Кража облачных токеновХищение OAuth-, SAML- или подписывающих токенов у облачной службы идентификации и их повторное использование для выдачи себя за пользователей или сервисы без паролей.
Кража облачных токенов нацелена на короткоживущие bearer-токены, refresh-токены и ключи подписи, выпускаемые современными облачными системами идентификации. Атакующие крадут их с скомпрометированных конечных точек, из cookie браузера, логов синхронизации почтовых ящиков, переменных CI/CD или злоупотребляя согласиями OAuth. Инцидент Microsoft Storm-0558 в 2023 году, когда украденный consumer-ключ подписи MSA позволил подделать токены доступа к Exchange Online и попасть в правительственные почтовые ящики, показывает катастрофический масштаб утечки ключа. Защита включает HSM, conditional access с проверкой постуры устройства, token binding и continuous access evaluation, обнаружение аномалий выпуска токенов и регулярную ротацию материала подписи.
● Примеры
- 01
Storm-0558 подделывает токены Azure AD с украденным consumer-ключом MSA (2023).
- 02
Pass-the-cookie: кража cookie сессии Microsoft 365 для обхода MFA.
● Частые вопросы
Что такое Кража облачных токенов?
Хищение OAuth-, SAML- или подписывающих токенов у облачной службы идентификации и их повторное использование для выдачи себя за пользователей или сервисы без паролей. Относится к категории Облачная безопасность в кибербезопасности.
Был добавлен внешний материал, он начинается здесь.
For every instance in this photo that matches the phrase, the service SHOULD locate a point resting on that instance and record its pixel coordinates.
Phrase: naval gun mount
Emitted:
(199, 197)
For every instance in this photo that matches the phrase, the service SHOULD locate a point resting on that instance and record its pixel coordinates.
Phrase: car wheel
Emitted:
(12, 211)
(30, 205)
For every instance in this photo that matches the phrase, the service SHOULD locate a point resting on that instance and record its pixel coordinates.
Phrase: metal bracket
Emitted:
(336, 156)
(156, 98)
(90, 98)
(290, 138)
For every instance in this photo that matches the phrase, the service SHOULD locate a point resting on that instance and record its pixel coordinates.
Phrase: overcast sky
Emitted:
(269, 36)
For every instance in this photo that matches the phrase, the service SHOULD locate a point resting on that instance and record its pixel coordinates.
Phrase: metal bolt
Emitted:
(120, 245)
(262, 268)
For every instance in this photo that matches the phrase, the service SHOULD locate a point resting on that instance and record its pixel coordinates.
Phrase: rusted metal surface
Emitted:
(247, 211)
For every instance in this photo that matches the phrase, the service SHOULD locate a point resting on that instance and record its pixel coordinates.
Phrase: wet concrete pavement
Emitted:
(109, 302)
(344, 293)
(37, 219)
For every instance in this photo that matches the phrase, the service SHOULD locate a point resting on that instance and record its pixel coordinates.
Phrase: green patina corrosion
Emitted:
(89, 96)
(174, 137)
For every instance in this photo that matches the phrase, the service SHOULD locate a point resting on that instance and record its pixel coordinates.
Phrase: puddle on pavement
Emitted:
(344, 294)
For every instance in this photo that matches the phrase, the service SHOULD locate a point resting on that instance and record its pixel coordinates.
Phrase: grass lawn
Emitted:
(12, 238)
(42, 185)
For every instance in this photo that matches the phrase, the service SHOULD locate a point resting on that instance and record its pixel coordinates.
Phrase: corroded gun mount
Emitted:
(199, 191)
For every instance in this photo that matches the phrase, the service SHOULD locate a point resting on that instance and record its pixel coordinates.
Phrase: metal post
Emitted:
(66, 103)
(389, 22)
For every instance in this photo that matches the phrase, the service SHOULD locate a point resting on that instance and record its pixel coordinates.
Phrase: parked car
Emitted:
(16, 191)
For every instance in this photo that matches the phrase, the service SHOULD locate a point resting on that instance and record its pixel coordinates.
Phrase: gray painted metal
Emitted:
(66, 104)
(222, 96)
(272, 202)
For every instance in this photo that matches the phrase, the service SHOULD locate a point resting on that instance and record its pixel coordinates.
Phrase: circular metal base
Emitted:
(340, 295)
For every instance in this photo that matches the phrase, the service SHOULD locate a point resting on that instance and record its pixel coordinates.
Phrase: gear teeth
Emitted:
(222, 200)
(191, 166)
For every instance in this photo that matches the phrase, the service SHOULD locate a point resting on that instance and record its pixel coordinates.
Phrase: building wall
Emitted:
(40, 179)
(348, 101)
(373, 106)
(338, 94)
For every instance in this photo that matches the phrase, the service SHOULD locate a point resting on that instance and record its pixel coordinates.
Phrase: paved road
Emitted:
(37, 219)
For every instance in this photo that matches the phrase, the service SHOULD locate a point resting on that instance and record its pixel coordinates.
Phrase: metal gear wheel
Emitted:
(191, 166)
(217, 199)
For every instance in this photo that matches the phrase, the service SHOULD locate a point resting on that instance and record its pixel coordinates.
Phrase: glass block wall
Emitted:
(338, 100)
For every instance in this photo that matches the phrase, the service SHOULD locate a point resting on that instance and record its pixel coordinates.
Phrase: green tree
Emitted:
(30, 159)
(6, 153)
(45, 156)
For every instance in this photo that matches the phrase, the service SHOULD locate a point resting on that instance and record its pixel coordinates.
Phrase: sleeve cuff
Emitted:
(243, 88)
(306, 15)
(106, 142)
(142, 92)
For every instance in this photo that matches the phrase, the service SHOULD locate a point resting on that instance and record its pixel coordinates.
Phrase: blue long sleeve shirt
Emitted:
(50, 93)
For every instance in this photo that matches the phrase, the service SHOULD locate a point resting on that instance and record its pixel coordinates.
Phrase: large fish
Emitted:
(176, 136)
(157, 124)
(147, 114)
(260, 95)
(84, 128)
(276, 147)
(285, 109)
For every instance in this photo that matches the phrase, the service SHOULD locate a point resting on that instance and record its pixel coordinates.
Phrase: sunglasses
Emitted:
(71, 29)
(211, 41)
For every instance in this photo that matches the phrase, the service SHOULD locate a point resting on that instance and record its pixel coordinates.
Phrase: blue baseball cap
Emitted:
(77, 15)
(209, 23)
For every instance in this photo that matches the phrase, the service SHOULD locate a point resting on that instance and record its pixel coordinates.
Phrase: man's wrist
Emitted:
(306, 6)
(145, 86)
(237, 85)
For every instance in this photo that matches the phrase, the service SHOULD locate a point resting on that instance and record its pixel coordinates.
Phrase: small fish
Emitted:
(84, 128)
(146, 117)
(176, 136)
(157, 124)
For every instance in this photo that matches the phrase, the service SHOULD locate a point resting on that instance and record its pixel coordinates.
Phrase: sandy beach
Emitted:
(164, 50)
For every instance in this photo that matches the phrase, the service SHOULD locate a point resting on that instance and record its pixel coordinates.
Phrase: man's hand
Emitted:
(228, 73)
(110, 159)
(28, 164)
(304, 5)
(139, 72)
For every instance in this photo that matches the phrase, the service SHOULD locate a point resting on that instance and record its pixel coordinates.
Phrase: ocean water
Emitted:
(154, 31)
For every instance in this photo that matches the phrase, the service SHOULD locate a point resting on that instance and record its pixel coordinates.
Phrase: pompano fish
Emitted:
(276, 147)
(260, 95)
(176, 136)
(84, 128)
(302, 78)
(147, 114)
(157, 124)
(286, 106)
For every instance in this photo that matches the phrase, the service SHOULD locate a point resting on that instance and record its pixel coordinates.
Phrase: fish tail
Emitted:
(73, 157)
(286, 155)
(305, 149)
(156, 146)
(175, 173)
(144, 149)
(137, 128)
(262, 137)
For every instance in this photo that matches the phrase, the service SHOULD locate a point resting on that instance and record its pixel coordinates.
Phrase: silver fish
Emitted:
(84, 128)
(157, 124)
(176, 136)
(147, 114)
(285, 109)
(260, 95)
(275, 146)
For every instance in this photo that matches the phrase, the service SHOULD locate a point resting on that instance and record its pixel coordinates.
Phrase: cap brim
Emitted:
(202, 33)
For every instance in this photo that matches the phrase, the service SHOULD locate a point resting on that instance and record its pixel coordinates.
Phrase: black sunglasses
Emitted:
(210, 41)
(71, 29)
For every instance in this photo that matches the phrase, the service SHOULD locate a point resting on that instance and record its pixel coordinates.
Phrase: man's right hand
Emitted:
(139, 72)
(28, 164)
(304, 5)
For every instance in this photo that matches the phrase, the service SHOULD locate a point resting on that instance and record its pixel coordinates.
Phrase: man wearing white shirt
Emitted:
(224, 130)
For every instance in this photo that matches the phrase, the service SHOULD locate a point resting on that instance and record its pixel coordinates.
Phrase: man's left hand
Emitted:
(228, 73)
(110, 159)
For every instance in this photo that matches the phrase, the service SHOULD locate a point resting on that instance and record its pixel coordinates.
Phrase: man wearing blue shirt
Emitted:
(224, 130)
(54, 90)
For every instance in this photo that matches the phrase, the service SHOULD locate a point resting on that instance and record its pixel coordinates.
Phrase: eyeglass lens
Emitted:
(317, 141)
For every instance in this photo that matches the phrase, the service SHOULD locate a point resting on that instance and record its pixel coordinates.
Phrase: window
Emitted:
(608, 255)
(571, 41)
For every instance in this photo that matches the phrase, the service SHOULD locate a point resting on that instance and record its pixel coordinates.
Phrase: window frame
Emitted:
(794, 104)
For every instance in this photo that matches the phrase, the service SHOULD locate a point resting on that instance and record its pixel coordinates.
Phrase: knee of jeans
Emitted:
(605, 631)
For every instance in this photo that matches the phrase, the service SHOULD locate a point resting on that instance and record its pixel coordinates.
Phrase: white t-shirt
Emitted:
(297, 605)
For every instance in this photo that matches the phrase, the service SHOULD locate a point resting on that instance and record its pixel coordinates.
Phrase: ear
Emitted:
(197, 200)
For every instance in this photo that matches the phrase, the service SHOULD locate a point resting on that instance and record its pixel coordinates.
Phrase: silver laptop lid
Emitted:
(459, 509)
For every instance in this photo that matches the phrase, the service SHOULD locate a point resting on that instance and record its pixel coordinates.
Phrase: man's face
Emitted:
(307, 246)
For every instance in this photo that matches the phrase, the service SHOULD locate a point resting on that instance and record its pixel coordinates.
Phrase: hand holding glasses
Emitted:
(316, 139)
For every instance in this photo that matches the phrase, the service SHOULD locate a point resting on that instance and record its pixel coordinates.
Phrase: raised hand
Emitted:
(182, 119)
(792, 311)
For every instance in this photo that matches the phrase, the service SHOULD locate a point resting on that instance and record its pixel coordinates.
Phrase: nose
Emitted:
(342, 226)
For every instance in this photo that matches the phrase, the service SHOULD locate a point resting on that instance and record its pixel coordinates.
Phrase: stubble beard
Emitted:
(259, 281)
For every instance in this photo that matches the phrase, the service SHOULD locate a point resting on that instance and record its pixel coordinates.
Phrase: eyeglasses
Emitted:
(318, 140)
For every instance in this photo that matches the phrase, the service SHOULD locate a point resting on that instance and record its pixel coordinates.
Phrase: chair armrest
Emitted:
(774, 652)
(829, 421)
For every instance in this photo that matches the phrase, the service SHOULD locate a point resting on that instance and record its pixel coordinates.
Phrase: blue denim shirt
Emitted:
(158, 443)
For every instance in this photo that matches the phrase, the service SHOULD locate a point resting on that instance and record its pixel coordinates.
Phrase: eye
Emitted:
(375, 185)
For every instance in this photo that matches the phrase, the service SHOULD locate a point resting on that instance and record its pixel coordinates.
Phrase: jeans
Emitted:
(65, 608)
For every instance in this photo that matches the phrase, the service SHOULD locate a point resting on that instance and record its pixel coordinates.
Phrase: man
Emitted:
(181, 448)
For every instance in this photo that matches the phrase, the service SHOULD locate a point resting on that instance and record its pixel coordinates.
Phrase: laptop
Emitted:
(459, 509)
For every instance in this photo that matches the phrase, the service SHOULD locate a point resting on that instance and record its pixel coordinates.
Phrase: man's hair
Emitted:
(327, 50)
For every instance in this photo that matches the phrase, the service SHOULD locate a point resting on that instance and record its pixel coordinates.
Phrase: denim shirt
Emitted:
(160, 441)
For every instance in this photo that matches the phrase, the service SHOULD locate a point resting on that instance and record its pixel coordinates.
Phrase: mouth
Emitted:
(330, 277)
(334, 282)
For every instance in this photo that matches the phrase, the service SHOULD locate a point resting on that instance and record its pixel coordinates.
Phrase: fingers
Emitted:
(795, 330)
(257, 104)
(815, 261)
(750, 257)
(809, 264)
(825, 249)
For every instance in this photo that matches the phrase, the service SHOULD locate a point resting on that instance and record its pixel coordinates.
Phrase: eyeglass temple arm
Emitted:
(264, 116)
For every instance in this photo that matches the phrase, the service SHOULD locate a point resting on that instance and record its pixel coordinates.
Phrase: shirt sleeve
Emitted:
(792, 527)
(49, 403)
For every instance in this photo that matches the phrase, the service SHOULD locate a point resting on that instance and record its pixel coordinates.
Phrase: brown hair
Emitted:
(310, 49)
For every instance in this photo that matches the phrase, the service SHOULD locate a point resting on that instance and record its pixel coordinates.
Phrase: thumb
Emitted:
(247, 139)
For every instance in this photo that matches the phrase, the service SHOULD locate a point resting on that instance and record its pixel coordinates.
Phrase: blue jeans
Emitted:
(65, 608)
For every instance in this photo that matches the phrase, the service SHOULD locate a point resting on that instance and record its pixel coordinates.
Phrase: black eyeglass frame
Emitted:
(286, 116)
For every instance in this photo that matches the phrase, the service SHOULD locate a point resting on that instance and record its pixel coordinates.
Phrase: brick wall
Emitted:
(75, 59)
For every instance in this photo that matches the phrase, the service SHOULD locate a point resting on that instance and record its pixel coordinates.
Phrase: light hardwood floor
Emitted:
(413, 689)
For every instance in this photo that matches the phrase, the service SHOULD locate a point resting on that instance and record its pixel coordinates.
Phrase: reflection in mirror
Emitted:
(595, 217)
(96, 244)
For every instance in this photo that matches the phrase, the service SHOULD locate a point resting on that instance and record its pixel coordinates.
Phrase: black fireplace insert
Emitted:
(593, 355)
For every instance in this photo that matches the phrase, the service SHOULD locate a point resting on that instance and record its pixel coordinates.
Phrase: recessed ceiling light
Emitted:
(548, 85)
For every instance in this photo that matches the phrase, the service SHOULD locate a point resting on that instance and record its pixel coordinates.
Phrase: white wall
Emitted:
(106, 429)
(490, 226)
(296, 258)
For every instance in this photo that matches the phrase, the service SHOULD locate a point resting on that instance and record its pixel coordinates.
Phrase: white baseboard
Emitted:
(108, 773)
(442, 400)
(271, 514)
Что означает Кража облачных токенов?
Хищение OAuth-, SAML- или подписывающих токенов у облачной службы идентификации и их повторное использование для выдачи себя за пользователей или сервисы без паролей.
Как защититься от Кража облачных токенов?
Защита от Кража облачных токенов обычно сочетает технические меры и операционные практики, как описано в определении выше.
Какие есть другие названия Кража облачных токенов?
Распространённые альтернативные названия: Повтор токенов, Кража токенов OAuth.